Op een dak van de carport van een woning worden dertien hennepplanten in potten gevonden. De verhuurder vordert dat de huurovereenkomst ontbonden wordt. De kantonrechter wijst deze vordering af. Het Hof is het daarmee oneens en vernietigt het vonnis. De huurovereenkomst wordt alsnog ontbonden en veroordeelt de huurder om de woning te ontruimen:

4.6.1. Het hof stelt voorop dat op grond van artikel 6:265 lid 1 BW iedere tekortkoming van een partij in de nakoming van een van haar verbintenissen de wederpartij de bevoegdheid geeft om de overeenkomst geheel of gedeeltelijk te ontbinden, tenzij de tekortkoming gezien haar bijzondere aard of geringe betekenis de ontbinding met haar gevolgen niet rechtvaardigt. Naar het oordeel van het hof levert het kweken van dertien hennepplanten op het bij het gehuurde behorende erf aan de zijde van [X.] een tekortkoming op in de nakoming van de verplichtingen voortvloeiend uit de huurovereenkomst. Dat Woonpunt de kweek van dertien hennepplanten op het erf niet zou tolereren, moet aan [X.] duidelijk zijn geweest op grond van de op de huurovereenkomst van toepassing zijnde algemene voorwaarden. Immers, op grond van artikel 7.7 van deze algemene voorwaarden is het uitdrukkelijk verboden in het gehuurde hennep te kweken, dan wel andere activiteiten te verrichten die op grond van de Opiumwet strafbaar zijn gesteld. [X.] heeft niet betwist dat zij ervan op de hoogte was dat van overheidswege voor privégebruik slechts een aantal van vijf hennepplanten wordt gedoogd. Het voorhanden hebben van meer dan vijf hennepplanten is strafrechtelijk niet toegestaan. Hierbij wordt geen onderscheid gemaakt tussen mannelijke en vrouwelijke hennepplanten. Daarnaast is algemeen bekend dat woningcorporaties zoals Woonpunt een streng anti-hennepbeleid voeren (en volgens rechtspraak kunnen voeren). Dat het voorhanden hebben van dertien planten in het onderhavige geval ook strafrechtelijk niet is gedoogd, blijkt uit het feit dat aan de vriend van [X.] in verband met de aangetroffen hennepplanten door de officier van justitie een transactie is aangeboden.

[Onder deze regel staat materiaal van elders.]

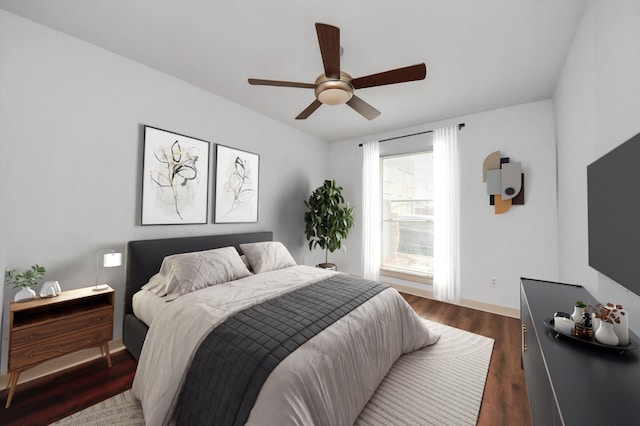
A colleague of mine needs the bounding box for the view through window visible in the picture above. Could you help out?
[381,152,433,277]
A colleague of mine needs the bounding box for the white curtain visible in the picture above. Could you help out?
[433,126,460,303]
[362,141,381,280]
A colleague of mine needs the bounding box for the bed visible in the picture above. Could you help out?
[123,232,439,425]
[123,231,274,360]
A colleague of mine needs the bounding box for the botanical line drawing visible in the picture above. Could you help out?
[214,144,259,223]
[223,155,255,214]
[150,140,200,220]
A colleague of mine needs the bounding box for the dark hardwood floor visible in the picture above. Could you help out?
[402,294,532,426]
[1,294,531,425]
[1,349,137,425]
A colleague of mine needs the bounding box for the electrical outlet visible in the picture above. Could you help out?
[491,276,497,287]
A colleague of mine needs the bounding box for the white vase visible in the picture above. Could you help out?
[595,321,619,346]
[14,287,36,302]
[613,308,629,345]
[571,306,585,323]
[592,314,601,333]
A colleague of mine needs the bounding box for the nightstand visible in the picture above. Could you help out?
[5,286,114,408]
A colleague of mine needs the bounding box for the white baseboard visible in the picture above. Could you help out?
[0,338,125,389]
[389,282,520,318]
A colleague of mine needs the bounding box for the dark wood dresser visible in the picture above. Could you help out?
[520,278,640,425]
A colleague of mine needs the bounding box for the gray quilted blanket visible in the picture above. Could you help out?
[175,274,388,426]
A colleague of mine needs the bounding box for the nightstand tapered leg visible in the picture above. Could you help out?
[102,343,112,368]
[5,370,21,408]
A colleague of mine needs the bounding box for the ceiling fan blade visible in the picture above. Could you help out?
[346,95,381,120]
[248,78,315,89]
[351,63,427,89]
[316,23,340,78]
[295,99,322,120]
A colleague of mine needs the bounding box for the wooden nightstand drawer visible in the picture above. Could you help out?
[9,323,113,371]
[11,307,113,348]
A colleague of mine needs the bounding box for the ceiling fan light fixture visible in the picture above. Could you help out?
[317,87,352,105]
[315,72,354,105]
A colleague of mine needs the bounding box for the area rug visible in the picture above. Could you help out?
[51,319,493,426]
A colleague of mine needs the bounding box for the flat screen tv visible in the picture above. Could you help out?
[587,131,640,297]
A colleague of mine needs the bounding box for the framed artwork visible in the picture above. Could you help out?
[141,125,210,225]
[214,144,259,223]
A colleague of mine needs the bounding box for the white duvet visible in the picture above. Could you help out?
[132,265,440,425]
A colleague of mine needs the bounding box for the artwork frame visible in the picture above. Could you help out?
[141,125,210,225]
[214,144,259,223]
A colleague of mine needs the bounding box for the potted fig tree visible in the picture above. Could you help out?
[304,179,355,270]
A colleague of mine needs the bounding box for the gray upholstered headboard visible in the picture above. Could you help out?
[124,232,273,315]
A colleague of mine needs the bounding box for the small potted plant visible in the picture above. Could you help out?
[572,300,587,323]
[5,264,46,302]
[304,179,355,270]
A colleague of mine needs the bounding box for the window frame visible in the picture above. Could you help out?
[379,150,434,281]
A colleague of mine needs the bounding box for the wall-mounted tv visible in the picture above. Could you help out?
[587,131,640,297]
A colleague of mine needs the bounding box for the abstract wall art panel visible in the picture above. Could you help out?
[214,144,259,223]
[486,169,502,195]
[482,151,525,214]
[482,151,501,182]
[501,162,522,200]
[141,126,210,225]
[494,194,513,214]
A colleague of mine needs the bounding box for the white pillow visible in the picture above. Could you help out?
[142,246,251,300]
[240,241,297,274]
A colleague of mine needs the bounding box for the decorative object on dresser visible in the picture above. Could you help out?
[304,179,355,270]
[39,280,61,298]
[95,249,122,291]
[520,278,640,425]
[141,125,211,225]
[4,264,46,302]
[214,144,259,223]
[5,286,115,408]
[591,302,628,345]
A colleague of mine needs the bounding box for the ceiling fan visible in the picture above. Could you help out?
[248,23,427,120]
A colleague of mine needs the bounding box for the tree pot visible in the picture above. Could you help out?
[317,263,337,271]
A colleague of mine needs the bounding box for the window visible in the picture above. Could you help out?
[381,152,433,278]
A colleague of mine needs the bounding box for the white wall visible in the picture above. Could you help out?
[554,0,640,332]
[0,11,329,371]
[328,100,559,310]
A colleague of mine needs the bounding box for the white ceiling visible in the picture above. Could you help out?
[0,0,587,142]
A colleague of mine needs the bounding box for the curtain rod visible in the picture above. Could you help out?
[358,122,465,147]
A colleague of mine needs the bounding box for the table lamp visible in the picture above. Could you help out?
[95,249,122,291]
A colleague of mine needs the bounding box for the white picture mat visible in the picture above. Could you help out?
[142,126,210,225]
[214,145,259,223]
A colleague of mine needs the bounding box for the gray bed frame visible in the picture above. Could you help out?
[122,231,273,360]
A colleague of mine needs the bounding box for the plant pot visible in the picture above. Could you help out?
[317,263,337,271]
[14,287,36,303]
[595,321,619,346]
[571,306,586,323]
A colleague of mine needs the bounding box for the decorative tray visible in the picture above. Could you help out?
[544,318,638,351]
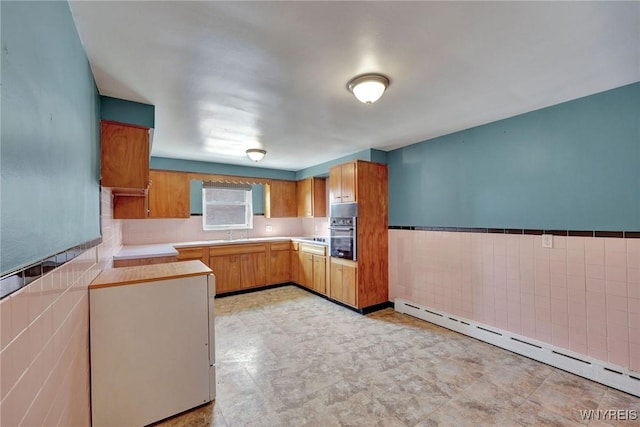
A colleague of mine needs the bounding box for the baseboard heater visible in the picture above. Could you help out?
[395,298,639,398]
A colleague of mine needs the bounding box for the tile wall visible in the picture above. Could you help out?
[0,188,122,426]
[389,230,640,372]
[122,215,327,245]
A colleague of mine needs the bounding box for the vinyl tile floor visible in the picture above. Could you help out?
[155,286,640,427]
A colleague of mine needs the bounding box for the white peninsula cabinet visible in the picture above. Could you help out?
[89,261,216,427]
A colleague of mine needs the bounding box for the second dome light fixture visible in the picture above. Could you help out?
[347,73,390,104]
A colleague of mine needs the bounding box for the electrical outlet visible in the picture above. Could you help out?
[266,225,273,232]
[542,234,553,248]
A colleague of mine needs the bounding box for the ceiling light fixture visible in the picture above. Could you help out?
[246,148,266,162]
[347,73,390,104]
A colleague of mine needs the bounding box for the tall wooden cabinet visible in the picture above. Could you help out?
[328,160,388,310]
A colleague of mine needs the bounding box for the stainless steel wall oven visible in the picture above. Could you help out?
[329,203,358,261]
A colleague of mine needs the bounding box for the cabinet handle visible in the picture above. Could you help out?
[230,257,237,263]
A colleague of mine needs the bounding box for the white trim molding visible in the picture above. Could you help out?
[395,298,640,397]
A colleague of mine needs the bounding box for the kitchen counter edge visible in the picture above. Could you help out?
[90,260,212,289]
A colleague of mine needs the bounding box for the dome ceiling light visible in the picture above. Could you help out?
[347,73,390,104]
[246,148,266,162]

4.6.2. Door de aanwezigheid van de dertien hennepplanten op het erf van het gehuurde is niet alleen in strijd gehandeld met het verbod, zoals neergelegd in artikel 7.7 van de algemene voorwaarden, maar ook met de verplichting van [X.] om zich als een goed huurder te gedragen (artikel 7:214 BW en artikel 7.3 van de algemene voorwaarden). [X.] had immers een grotere hoeveelheid hennepplanten voorhanden dan strafrechtelijk wordt gedoogd. Dit strafbare feit kan onder omstandigheden het risico van verloedering van de wijk en verminderde verhuurbaarheid van de omliggende woningen meebrengen. In dit geval heeft zich dit risico daadwerkelijk verwezenlijkt door de omstandigheid dat de politie een inval in het gehuurde heeft gedaan hetgeen een negatieve uitstraling heeft op de woonomgeving.

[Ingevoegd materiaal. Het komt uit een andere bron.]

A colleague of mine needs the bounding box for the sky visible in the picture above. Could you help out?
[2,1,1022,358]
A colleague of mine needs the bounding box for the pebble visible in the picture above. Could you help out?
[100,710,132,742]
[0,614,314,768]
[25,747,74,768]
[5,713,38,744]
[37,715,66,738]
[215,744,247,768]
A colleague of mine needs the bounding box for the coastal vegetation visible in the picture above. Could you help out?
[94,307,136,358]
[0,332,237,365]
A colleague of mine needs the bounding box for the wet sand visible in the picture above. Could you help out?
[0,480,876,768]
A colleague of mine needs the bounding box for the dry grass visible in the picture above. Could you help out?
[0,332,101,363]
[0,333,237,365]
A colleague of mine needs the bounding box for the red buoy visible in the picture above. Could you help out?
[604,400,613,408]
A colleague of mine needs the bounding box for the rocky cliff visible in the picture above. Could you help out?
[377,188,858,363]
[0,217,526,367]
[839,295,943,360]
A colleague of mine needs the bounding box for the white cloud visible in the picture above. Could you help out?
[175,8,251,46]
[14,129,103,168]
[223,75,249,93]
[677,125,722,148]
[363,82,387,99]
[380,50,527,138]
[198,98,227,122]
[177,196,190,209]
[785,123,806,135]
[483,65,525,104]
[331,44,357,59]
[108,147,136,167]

4.6.3. Naar het oordeel van het hof levert het voorgaande een tekortkoming van [X.] op in de nakoming van haar uit de huurovereenkomst voortvloeiende verplichtingen die niet zodanig gering is dat ontbinding van de huurovereenkomst en ontruiming van het gehuurde niet gerechtvaardigd is. De omstandigheid dat er sprake was van buitenteelt zonder dat gebruik werd gemaakt van elektriciteit, zodat geen sprake was van de met binnenteelt verbonden risico’s zoals vochtoverlast en kortsluiting, doet aan het voorgaande niet af.

Zie LJN:BU6394.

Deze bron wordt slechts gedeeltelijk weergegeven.